Mary River Festival a real community celebration

Jack Spicer Oval in Kandanga sprang into life on Saturday as thousands turned out to celebrate the Mary River Festival. Great weather meant that the anticipated crowds turned into reality as communities along the Mary celebrated, a couple of days in advance of the fifth anniversary of the federal government decision that quashed the ill-conceived Traveston Dam.

Festival Coordinator Joolie Gibbs said she was delighted with the turnout for this year’s festival.

“It’s a lot more than just the numbers of people who came along, “ she said.

“It’s the great spirit of celebration and community they brought with them. The Mary river festival has earned the reputation for its friendliness, great music and diverse artistic creativity and Saturday’s festival, and the feedback we’ve had from it, only continued and deepened that reputation.”

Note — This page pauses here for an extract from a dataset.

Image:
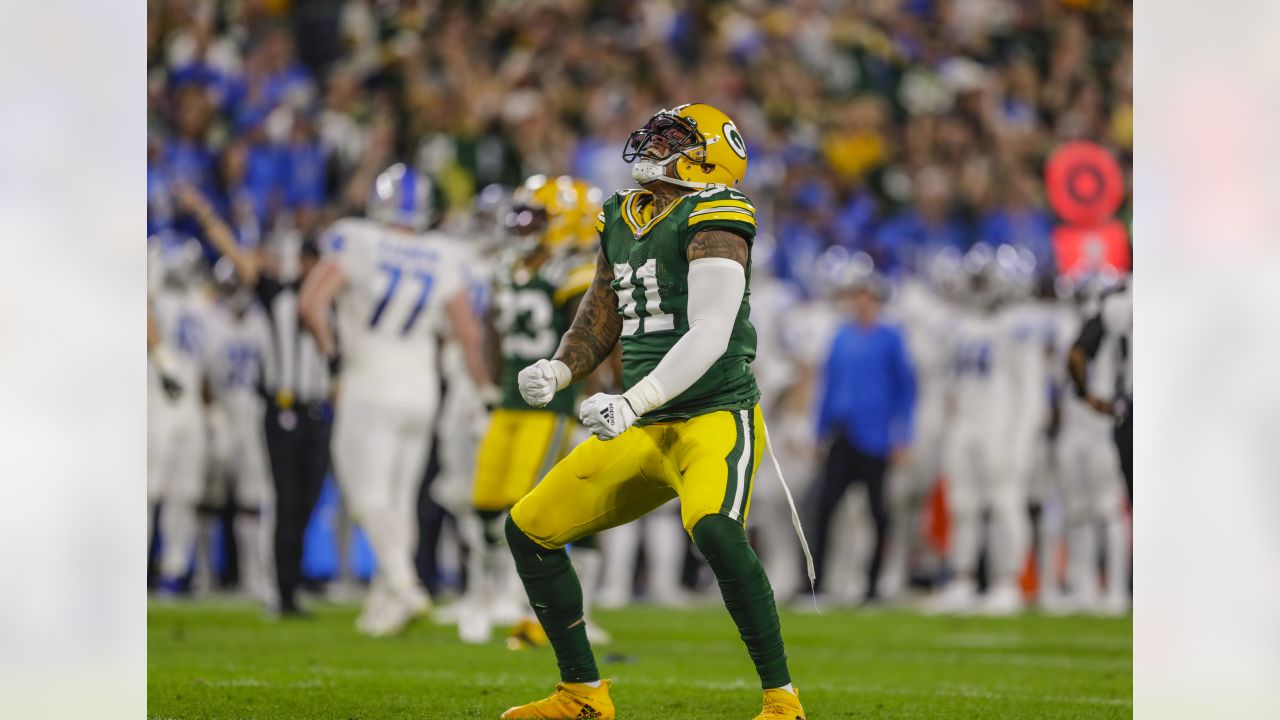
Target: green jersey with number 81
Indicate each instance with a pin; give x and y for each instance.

“This is a grassroots festival all run on the wonderful energy of volunteers with the much-appreciated support of sponsors. We wanted to celebrate a lot more than just the decision than canned the dam, we wanted to celebrate the diversity in our community, both human a and ecological.”

“Our music did this, with performers from as far afield as Kenya, Ireland and the USA but it’s the depth of this festival that always excites me. We have some great things for kids of all ages to get involved in and our enormously diverse information and community stalls. Things like Geckoes Wildlife, the MRCCC’s waterbug discovery table and the speakers tent give us a much better idea about some of the creatures with whom we share this catchment.”

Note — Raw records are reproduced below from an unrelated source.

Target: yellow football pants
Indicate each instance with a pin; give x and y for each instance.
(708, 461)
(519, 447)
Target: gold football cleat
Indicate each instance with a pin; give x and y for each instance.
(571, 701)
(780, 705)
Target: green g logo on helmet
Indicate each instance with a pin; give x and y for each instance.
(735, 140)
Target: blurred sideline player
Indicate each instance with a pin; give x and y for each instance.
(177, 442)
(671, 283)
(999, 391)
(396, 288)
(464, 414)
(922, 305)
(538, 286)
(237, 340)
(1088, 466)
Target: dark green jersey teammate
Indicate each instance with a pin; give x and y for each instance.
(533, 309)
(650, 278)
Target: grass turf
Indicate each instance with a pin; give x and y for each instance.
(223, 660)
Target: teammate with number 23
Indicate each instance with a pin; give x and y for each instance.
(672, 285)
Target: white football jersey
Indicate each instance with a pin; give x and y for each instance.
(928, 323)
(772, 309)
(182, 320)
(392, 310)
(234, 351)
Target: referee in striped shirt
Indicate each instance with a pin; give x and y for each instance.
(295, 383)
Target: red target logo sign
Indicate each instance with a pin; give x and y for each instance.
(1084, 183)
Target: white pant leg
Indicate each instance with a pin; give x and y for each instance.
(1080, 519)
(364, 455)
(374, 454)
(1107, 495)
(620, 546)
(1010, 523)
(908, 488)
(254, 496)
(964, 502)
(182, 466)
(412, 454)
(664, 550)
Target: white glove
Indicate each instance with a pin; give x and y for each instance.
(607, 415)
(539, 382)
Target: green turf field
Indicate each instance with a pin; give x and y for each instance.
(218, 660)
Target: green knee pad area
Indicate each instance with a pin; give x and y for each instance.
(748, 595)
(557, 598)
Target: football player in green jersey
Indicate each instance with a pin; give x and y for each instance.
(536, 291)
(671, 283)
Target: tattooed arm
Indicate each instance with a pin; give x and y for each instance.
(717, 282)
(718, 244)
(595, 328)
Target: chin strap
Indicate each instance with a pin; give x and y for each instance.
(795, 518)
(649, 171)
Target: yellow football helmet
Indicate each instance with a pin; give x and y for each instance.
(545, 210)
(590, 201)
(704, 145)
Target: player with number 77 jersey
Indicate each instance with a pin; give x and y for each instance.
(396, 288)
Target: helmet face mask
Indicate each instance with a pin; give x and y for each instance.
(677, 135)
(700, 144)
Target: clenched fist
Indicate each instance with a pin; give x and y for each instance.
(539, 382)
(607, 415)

There was a lot of interest in Leah Barclay’s RiverListening project, as there was in the Fish Stocking Association’s live display which included the dreaded Tilapia which has recently been reported in the lower Mary.

When it comes to music, Joolie says that performers say the audiences at past festivals here are among the best.

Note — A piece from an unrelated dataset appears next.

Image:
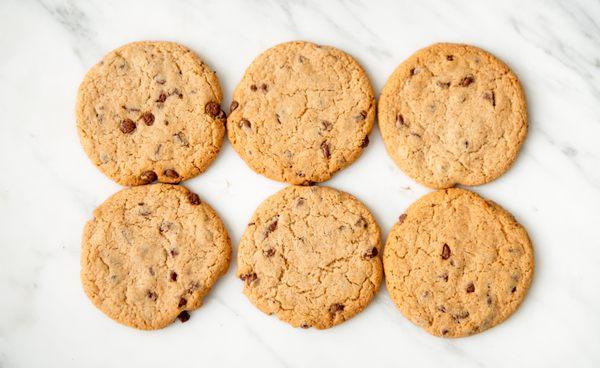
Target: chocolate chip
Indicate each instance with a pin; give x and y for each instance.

“This year we had so many wanting to play that we ran to a second stage and it was wonderful to see that it worked so well.” she said

For USA-based band, Fish out of Water, the Mary River Festival was their first performance on their current Australian tour. but they certainly received a warm welcome.

“They were absolutely brilliant ‘”said one festival patron.

Sunshine Coast music icon Barry Charles and his band Deeper Beat were back by popular demand and delighted the audience in the just-on-dusk time slot before a mesmerizing lantern parade filled with turtles and frogs and cod and lungfish gave way to a laser lightshow took that delight even further.

Then it was Sydney-based Psycho Zydeco who showed what high-energy zydeco music was all about and very quickly had the crowd up and dancing.

And as the strains of Psycho Zydeco drifted off into the night, and some went on to listen to long-standing festival favorite The Floating Bridges in the Kandanga Hotel, festival MC Ian Mackay quoted Professor Tim Flannery’s comments on the Mary to highlight the reason that underscored the celebration.

Tim Flannery and John Doyle had visited the Mary as part of the “Two on the Great Divide” television series and had close encounters with both the unique Mary River, Turtle and the “living fossil” the Lungfish.

Of the Mary, Professor Flannery had said, “It’s not our biggest, it’s not our longest, but I reckon the Mary is one of the most important rivers in Australia.”

It seemed a more than fitting way to end the celebration.